Serializing container objects seems to be the solution, but it goes 
towards an orthogonal direction w.r.t. the hdf5 portability spirit.

S.


Le 15/10/2018 à 12:22, Antoine Monmayrant a écrit :
> Le 15/10/2018 à 11:55, Arvid Rosén a écrit :
>>
>> Hi,
>>
>> Thanks for getting back to me!
>>
>> Unfortunately, we used Scilab’s pretty cool way of doing object 
>> orientation, so we have big nested tlist structures with multiple 
>> instances of various lists of filters and other structures, as in my 
>> example.
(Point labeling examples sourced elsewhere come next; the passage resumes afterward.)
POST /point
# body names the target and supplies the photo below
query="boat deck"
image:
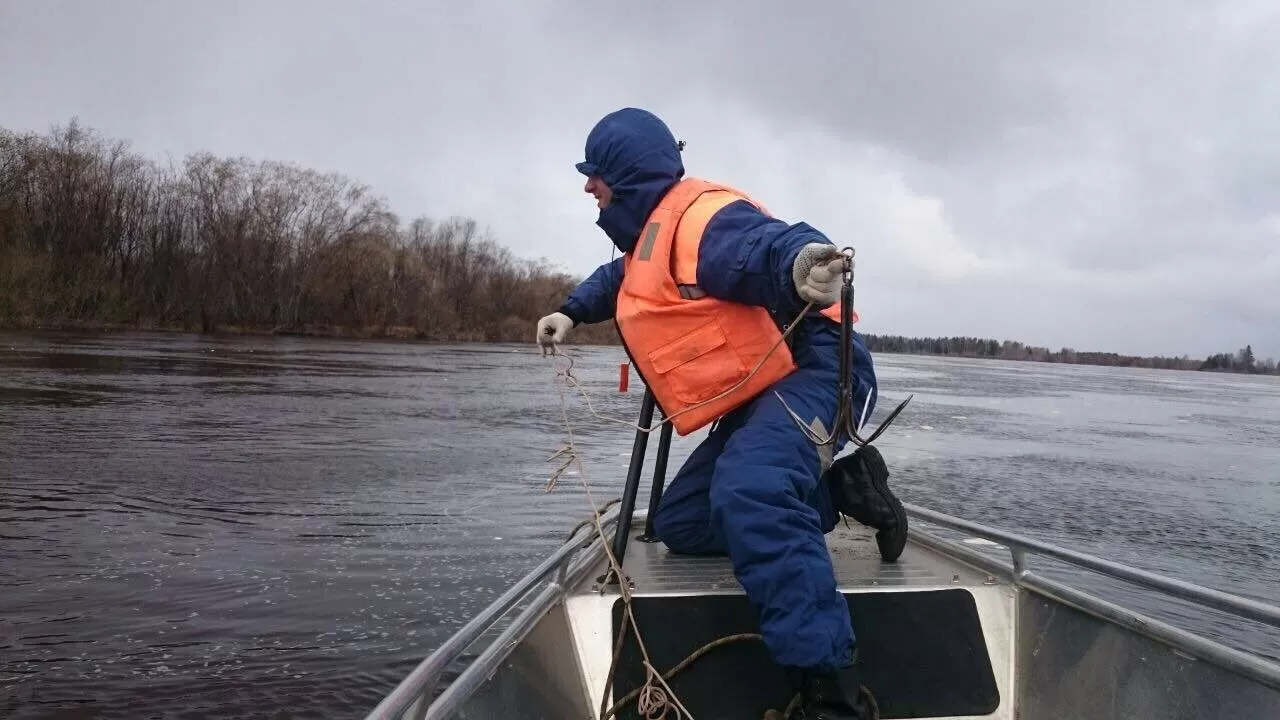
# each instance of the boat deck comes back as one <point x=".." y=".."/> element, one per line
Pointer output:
<point x="935" y="634"/>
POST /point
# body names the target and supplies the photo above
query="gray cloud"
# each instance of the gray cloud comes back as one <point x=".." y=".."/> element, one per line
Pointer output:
<point x="1087" y="174"/>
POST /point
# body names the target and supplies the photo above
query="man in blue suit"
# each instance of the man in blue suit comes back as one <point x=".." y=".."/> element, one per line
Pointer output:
<point x="754" y="488"/>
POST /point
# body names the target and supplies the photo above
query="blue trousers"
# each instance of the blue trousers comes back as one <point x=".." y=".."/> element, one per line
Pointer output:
<point x="750" y="491"/>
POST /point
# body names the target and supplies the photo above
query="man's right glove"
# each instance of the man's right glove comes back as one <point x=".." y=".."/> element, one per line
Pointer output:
<point x="553" y="329"/>
<point x="817" y="273"/>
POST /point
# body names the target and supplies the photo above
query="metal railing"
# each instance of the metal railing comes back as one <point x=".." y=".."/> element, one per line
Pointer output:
<point x="1020" y="545"/>
<point x="1242" y="662"/>
<point x="414" y="692"/>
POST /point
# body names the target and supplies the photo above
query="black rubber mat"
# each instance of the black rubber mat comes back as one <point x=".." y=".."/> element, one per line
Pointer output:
<point x="923" y="655"/>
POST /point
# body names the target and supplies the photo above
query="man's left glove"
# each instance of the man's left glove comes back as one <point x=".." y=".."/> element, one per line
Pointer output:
<point x="817" y="272"/>
<point x="553" y="329"/>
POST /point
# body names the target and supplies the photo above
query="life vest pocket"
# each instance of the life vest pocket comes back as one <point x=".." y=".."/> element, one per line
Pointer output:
<point x="700" y="364"/>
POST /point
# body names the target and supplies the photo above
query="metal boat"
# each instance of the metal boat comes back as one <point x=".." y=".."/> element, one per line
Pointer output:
<point x="959" y="627"/>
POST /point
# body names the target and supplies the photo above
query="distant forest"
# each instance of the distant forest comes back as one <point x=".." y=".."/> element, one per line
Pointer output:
<point x="96" y="236"/>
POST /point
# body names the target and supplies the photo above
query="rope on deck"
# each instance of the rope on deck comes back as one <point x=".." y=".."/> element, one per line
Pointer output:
<point x="654" y="700"/>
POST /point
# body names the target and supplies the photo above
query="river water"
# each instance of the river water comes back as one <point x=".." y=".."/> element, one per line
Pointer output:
<point x="197" y="527"/>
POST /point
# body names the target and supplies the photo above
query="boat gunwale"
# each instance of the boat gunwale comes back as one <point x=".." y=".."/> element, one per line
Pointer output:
<point x="425" y="675"/>
<point x="572" y="565"/>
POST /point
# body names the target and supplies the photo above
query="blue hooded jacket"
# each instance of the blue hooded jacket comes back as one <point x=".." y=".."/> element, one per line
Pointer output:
<point x="745" y="256"/>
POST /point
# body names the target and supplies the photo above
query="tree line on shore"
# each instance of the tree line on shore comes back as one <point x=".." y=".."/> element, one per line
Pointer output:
<point x="94" y="235"/>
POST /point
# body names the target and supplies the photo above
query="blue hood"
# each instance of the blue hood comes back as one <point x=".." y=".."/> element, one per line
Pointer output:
<point x="635" y="154"/>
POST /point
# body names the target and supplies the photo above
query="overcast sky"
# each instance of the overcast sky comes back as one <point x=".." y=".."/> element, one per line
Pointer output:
<point x="1102" y="176"/>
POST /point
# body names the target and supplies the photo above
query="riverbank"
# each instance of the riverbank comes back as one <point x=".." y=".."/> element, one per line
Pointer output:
<point x="604" y="335"/>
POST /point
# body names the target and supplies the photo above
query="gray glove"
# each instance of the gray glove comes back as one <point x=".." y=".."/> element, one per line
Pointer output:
<point x="553" y="329"/>
<point x="817" y="273"/>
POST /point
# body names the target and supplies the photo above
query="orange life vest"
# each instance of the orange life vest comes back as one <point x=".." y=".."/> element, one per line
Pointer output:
<point x="688" y="346"/>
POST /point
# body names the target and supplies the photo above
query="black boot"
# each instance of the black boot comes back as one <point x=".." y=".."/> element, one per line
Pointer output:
<point x="835" y="696"/>
<point x="859" y="488"/>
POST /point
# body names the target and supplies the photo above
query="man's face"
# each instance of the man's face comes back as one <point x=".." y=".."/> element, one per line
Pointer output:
<point x="595" y="187"/>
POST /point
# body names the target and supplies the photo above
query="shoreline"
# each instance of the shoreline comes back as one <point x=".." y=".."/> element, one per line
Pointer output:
<point x="407" y="335"/>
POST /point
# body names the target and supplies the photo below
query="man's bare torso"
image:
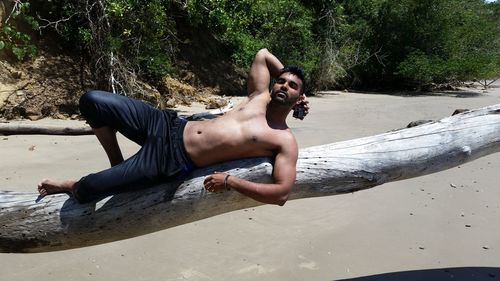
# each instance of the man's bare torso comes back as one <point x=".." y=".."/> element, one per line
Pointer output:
<point x="241" y="133"/>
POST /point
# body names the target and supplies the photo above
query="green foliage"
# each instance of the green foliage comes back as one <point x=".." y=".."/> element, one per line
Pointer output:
<point x="339" y="42"/>
<point x="245" y="26"/>
<point x="142" y="32"/>
<point x="434" y="41"/>
<point x="14" y="39"/>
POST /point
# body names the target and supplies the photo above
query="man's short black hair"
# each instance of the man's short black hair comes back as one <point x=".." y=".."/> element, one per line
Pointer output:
<point x="297" y="71"/>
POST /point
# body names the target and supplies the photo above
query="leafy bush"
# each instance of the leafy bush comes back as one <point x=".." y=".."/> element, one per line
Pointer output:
<point x="13" y="38"/>
<point x="245" y="26"/>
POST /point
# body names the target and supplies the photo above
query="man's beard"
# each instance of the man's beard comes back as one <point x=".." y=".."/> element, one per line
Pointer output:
<point x="281" y="98"/>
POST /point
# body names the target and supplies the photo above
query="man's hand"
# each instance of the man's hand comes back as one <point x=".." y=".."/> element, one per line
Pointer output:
<point x="302" y="101"/>
<point x="215" y="182"/>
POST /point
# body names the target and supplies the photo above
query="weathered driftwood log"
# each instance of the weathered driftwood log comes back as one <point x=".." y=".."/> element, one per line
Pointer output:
<point x="36" y="129"/>
<point x="58" y="222"/>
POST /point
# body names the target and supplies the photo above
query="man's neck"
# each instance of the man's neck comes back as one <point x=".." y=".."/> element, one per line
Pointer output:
<point x="276" y="115"/>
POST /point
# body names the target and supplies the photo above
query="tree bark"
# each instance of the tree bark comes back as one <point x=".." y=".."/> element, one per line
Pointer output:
<point x="57" y="222"/>
<point x="35" y="129"/>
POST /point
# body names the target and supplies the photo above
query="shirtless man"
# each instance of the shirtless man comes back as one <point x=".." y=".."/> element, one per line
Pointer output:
<point x="172" y="147"/>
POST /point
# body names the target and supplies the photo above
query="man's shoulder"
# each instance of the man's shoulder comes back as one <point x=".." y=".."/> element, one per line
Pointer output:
<point x="285" y="138"/>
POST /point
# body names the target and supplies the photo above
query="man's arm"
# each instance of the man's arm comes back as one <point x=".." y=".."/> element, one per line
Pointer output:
<point x="264" y="66"/>
<point x="284" y="174"/>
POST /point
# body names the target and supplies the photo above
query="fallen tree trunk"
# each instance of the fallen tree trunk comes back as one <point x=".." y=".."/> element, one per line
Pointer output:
<point x="58" y="222"/>
<point x="36" y="129"/>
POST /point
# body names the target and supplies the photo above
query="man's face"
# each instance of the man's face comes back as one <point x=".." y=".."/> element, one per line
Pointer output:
<point x="286" y="90"/>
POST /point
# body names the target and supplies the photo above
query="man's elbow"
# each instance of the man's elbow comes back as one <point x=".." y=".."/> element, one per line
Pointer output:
<point x="281" y="200"/>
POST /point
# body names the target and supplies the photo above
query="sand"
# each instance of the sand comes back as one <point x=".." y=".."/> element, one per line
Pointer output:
<point x="443" y="226"/>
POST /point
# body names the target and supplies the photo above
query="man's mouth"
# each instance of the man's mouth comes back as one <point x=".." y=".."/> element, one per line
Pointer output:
<point x="282" y="94"/>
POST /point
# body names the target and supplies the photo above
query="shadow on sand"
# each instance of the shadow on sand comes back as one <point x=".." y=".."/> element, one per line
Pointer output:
<point x="439" y="274"/>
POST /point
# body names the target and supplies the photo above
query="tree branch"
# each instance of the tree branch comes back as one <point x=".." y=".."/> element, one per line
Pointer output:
<point x="58" y="222"/>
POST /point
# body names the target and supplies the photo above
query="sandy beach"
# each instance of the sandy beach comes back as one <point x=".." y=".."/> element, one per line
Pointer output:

Saving those structures in some explicit manual way would be 
>> extremely complicated. Or is there some way of writing explicit HDF5 
>> saving/loading schemes using overloading? That would be great! I am 
>> sure we could find the main culprits and do something explicit for 
>> them, but as they can be located wherever in a big nested structure, 
>> it would be painful to do anything on the top level.
>>
>> Another, related I guess, problem here is that the new file format 
>> uses about 15 times as much disk space as the old format (for a 
>> typical ill-behaved nested structure). That adds to the save/load 
>> time too I guess, but is probably not the main source here.
>>
> Argh, yes, I tested it and in your example, I have a file x8.5 bigger.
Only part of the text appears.